What I Learned at the Future of Wealth Summit…
Earlier this month I had the pleasure to speak at the Future of Wealth Summit in Dublin. Although the topics covered were many and varied, if I had to identify one thread that connected them all, it would be the state of the US dollar.
Afterward, it struck me that everyone in the conference hall had grown up with the dollar as the king of the global hill. And since that status confers upon Americans an “exorbitant privilege” (as a French Prime Minister once put it), coming to terms with its looming dethronement is particularly difficult.
To overcome that, it helps to understand how and why the dollar became King Currency in the first place. Knowing why the dollar has enjoyed privileged status helps us see what might depose it.
In the closing months of World War II, the Allies agreed to make the dollar the anchor of the global financial system. All major currencies were pegged to the dollar at fixed exchange rates. The dollar itself was pegged to gold at $35 per ounce. This approach had several benefits:
- It provided predictable exchange rates without handcuffing nations to the gold standard, widely thought to have made the Great Depression far worse than it might have been.
- Although exchange rates were fixed, they could be adjusted through negotiation. Nations needn’t suffer if economic fundamentals required their currency to appreciate or depreciate.
- The US was the only major global economy and political system relatively untouched by the war. The US understood its global responsibilities and was reliable.
Under this system, nations and businesses used dollars for foreign trade. That created a demand for the dollar that wasn’t tied to the US’s own economic performance. Alone amongst nations, therefore, Americans could enjoy strong purchasing power no matter what was happening to their domestic economy.
Even after the US abandoned the gold standard in 1971, the dollar remained dominant. Its economy remained the largest and most stable, backed by deep capital markets and strong institutions. Starting in the 1970s, oil was priced and traded in dollars, forcing countries to hold dollar reserves.
Gold was soon forgotten. US Treasury bonds came to be considered the safest, most liquid assets on Earth, making them the preferred collateral instrument.
In sum, no other currency offered a comparable mix of stability and scale, backed by trust. Once the dollar became dominant, it was self-reinforcing—global trade, debt issuance, and banking systems all relied on it.
Those elements are disintegrating before our eyes:
- Stability: Without the gold standard, the stability of the dollar depends entirely on the US’ ability to produce enough economic output to justify its valuation, plus enough additional output to pay off the US federal debt.

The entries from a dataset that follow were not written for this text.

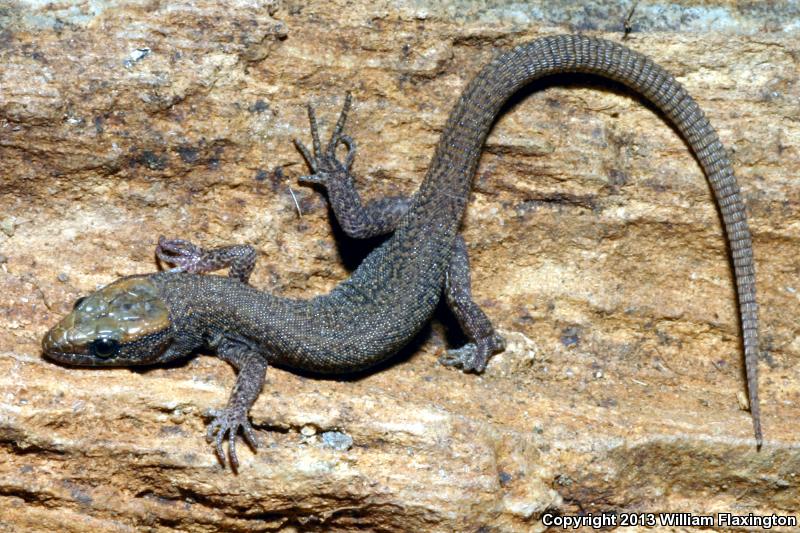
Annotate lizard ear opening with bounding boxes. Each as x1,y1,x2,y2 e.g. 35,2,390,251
72,296,86,310
89,337,120,359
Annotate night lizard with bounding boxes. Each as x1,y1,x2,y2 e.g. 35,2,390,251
42,35,762,469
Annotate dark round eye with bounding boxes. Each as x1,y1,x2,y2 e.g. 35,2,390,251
89,338,120,359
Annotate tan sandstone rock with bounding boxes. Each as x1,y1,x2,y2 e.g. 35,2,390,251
0,0,800,532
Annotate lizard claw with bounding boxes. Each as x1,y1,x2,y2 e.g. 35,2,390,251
156,235,205,274
294,93,356,186
439,334,506,374
206,407,260,470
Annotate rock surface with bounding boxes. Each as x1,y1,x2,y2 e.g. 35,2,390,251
0,0,800,532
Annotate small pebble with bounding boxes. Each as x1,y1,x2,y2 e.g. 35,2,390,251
322,431,353,452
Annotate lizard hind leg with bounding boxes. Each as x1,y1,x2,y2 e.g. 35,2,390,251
295,93,411,239
439,235,506,373
156,236,256,283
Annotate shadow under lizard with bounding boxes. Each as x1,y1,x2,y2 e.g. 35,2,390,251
42,35,762,469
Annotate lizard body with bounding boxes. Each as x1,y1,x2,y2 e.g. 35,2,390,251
43,35,762,467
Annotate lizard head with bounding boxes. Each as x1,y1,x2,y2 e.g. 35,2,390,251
42,276,172,366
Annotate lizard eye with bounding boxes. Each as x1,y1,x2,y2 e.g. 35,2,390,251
89,338,120,359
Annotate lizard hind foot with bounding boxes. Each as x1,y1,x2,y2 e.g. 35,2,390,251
294,92,356,186
439,334,506,374
206,407,260,471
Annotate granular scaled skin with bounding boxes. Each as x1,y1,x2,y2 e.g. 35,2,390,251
44,35,762,466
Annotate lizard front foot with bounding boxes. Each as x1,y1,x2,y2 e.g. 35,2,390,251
439,334,506,374
294,93,356,187
156,235,206,274
156,236,256,283
206,407,260,470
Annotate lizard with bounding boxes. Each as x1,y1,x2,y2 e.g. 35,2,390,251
42,35,763,471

That debt currently stands at $37.5 trillion, 125% of US GDP. Anything over 100% is considered dangerous.
- Scale: Nations must continue to use the dollar for their own international trade. If they begin to abandon the dollar, it will lose the benefit of scale… and self-reinforcing effects will work in reverse.
- Trust: Nations must trust that the dollar and the US economy will be managed with the world’s interests in mind. They must believe that the US will always honor its debts and be able to pay them. And they must believe that the dollar will always be available to every nation, even those the US doesn’t like.

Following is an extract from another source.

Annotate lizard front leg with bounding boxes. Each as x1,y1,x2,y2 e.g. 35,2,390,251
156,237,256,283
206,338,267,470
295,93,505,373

In the mid-20th century, US politicians and business leaders understood that dollar dominance involved a trade-off.
The US would enjoy the exorbitant privilege of hosting the world’s reserve currency. In return, it would govern itself with the interests of the entire planet in mind rather than just itself. The US would have to give up certain things that might benefit it in the short term, but in the long term would hurt the global economy… and therefore the US itself.
The question is whether US leaders still understand those trade-offs… and what will happen to your wealth if the answer is no.